We believe that God knows the horrific depths of the suffering these people have been through. We believe they, too, have been redeemed and are loved, even when to  human eyes they seem unlovable because of their behaviour and appearance.

We believe that we, too, have been brought out of our sins, from our own depths and misery, and we are witnesses to God’s desire to deliver us all.

There are times when we see the success of our ministry, when before our eyes someone who was once frightening becomes meek and mild and even becomes a daily volunteer and helper; when a drug-addicted Gypsy man becomes an irreplaceable colleague who returns every weekend to his place of birth, to give witness to the endless love of God. We know a young orphan of twenty who arrived the day we opened. He had already been in prison three times for burglary and had no home to return to, but when he came to our day centre, he said “yes” to the invitation of God and changed his life. Tom has had work for five years now, rents an apartment, is not homeless because he found a family in us.

We do not always see the fruits of our labour; our “only” task is to be together with our guests. We try to show them some of God’s merciful love until they arrive at their true home, the one prepared for all of us and where we all strive to arrive.

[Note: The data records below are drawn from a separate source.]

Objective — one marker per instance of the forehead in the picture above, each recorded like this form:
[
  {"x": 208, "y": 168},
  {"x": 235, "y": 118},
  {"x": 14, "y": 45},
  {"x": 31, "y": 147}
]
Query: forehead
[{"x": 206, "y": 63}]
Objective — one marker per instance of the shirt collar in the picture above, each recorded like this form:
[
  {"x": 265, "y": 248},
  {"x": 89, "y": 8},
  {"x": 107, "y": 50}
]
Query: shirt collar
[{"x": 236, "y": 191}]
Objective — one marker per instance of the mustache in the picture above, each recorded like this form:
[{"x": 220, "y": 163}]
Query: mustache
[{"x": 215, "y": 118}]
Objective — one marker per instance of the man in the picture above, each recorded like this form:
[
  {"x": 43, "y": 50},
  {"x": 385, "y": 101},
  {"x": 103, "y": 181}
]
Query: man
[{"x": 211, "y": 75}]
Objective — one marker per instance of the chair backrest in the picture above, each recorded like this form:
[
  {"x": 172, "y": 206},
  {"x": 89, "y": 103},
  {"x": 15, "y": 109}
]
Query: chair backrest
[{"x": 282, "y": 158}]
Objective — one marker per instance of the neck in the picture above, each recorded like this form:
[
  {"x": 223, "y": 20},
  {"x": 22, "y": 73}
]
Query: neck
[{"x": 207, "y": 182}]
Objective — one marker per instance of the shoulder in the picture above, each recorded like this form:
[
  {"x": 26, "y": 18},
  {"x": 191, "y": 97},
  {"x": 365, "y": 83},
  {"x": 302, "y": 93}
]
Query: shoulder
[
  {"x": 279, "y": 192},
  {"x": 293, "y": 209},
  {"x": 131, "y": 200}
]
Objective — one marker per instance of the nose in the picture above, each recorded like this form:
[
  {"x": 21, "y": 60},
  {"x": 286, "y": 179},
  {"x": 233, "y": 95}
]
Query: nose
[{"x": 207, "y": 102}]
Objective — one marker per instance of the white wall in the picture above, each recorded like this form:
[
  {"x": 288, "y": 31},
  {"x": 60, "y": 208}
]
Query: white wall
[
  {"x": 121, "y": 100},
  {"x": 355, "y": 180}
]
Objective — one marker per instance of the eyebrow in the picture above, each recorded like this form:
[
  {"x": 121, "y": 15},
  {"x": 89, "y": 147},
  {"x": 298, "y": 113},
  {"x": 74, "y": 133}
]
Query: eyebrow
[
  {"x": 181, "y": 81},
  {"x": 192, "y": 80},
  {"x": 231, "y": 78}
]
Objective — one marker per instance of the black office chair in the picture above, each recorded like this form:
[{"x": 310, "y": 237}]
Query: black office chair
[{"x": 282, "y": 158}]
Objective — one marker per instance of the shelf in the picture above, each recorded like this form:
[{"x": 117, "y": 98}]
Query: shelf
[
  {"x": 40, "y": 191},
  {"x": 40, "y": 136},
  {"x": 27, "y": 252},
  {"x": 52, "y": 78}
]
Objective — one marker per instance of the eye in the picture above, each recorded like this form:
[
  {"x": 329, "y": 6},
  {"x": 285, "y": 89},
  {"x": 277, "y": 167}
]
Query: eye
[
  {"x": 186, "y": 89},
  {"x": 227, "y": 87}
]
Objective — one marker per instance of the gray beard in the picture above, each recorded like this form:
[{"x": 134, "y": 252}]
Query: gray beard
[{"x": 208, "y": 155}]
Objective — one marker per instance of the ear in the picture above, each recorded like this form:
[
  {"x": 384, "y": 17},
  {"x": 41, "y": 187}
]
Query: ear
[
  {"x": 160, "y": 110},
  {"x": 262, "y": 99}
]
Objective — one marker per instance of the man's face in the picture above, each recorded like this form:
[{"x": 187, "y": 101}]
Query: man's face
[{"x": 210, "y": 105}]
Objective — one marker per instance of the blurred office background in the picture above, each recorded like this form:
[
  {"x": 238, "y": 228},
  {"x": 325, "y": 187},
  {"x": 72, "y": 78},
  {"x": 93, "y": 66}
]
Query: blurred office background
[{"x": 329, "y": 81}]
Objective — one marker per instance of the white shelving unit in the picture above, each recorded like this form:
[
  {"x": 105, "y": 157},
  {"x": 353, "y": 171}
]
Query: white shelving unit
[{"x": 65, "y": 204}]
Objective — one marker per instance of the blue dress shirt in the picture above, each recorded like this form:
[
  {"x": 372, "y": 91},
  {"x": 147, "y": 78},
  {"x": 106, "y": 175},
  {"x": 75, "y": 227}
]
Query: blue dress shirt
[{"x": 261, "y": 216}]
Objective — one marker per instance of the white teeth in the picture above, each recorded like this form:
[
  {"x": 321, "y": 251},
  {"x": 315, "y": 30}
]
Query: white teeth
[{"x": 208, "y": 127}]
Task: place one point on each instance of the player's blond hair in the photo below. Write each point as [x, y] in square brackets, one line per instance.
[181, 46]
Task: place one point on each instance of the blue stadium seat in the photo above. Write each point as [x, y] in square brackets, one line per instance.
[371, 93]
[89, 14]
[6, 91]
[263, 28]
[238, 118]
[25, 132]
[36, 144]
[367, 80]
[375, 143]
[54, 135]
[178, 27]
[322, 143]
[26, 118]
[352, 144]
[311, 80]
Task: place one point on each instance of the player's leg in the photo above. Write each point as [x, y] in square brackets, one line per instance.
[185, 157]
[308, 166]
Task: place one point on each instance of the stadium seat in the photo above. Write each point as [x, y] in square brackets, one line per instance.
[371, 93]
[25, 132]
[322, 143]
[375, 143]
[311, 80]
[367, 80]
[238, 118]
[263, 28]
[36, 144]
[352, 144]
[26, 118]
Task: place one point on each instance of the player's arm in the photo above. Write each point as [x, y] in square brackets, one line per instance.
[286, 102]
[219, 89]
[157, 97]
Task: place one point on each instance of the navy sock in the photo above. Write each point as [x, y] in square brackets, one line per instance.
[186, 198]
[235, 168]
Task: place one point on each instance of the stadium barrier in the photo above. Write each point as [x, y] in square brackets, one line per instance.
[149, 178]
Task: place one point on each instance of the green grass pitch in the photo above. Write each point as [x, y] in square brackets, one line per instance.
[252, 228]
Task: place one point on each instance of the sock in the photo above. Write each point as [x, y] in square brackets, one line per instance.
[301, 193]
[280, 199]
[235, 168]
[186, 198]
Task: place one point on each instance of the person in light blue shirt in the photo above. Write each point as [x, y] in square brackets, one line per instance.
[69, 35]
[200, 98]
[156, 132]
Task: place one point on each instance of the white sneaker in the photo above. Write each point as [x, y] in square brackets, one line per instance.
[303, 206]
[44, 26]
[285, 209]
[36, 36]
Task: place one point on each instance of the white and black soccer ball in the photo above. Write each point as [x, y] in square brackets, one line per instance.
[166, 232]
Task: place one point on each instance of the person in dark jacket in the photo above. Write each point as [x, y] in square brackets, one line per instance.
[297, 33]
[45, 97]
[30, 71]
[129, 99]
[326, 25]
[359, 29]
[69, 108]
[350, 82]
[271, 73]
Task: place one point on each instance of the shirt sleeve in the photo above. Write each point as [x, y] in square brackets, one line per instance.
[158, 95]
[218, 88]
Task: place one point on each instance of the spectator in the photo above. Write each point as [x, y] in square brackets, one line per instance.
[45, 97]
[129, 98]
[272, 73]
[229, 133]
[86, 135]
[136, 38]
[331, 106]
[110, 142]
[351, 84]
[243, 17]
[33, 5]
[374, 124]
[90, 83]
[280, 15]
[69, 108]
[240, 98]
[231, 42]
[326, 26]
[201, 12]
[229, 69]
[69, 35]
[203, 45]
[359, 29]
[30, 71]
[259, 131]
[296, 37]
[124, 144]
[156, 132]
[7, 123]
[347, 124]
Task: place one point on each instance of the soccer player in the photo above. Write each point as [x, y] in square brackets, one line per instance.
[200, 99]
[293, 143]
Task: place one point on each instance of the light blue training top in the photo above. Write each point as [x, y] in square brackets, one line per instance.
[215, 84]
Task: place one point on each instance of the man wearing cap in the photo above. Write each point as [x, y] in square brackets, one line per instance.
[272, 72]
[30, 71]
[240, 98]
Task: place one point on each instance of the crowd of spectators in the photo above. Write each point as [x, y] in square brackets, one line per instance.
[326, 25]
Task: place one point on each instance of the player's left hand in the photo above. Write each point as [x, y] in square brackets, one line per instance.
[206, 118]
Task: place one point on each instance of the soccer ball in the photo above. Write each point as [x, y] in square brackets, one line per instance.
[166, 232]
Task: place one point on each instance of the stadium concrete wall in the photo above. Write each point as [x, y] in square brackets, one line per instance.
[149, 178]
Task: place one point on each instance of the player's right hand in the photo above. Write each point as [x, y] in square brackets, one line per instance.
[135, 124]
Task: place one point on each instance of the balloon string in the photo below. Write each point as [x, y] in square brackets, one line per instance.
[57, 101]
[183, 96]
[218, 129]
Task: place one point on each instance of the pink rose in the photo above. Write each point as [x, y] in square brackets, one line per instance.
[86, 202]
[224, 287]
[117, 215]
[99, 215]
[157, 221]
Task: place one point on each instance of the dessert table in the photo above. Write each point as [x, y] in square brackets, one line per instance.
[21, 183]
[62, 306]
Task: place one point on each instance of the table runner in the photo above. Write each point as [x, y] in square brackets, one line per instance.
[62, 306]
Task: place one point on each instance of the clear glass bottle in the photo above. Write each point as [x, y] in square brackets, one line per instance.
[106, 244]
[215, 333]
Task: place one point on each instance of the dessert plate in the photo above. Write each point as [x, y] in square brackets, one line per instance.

“For now we see in a mirror, dimly, but then face to face. Now I know in part, but then I shall know just as I also am known. And now abide faith, hope, love, these three; but the greatest of these is love” (1 Cor 13:12-13).


[1] “On coming into the world, man is not equipped with everything he needs for developing his bodily and spiritual life. He needs others. Differences appear tied to age, physical abilities, intellectual or moral aptitudes, the benefits derived from social commerce, and the distribution of wealth. The ‘talents’ are not distributed equally.  These differences belong to God’s plan, who wills that each receive what he needs from others, and that those endowed with particular ‘talents’ share the benefits with those who need them. These differences encourage and often oblige persons to practice generosity, kindness, and sharing of goods; they foster the mutual enrichment of cultures.” (Catechism of the Catholic Church, 2nd ed., 1936-1937.)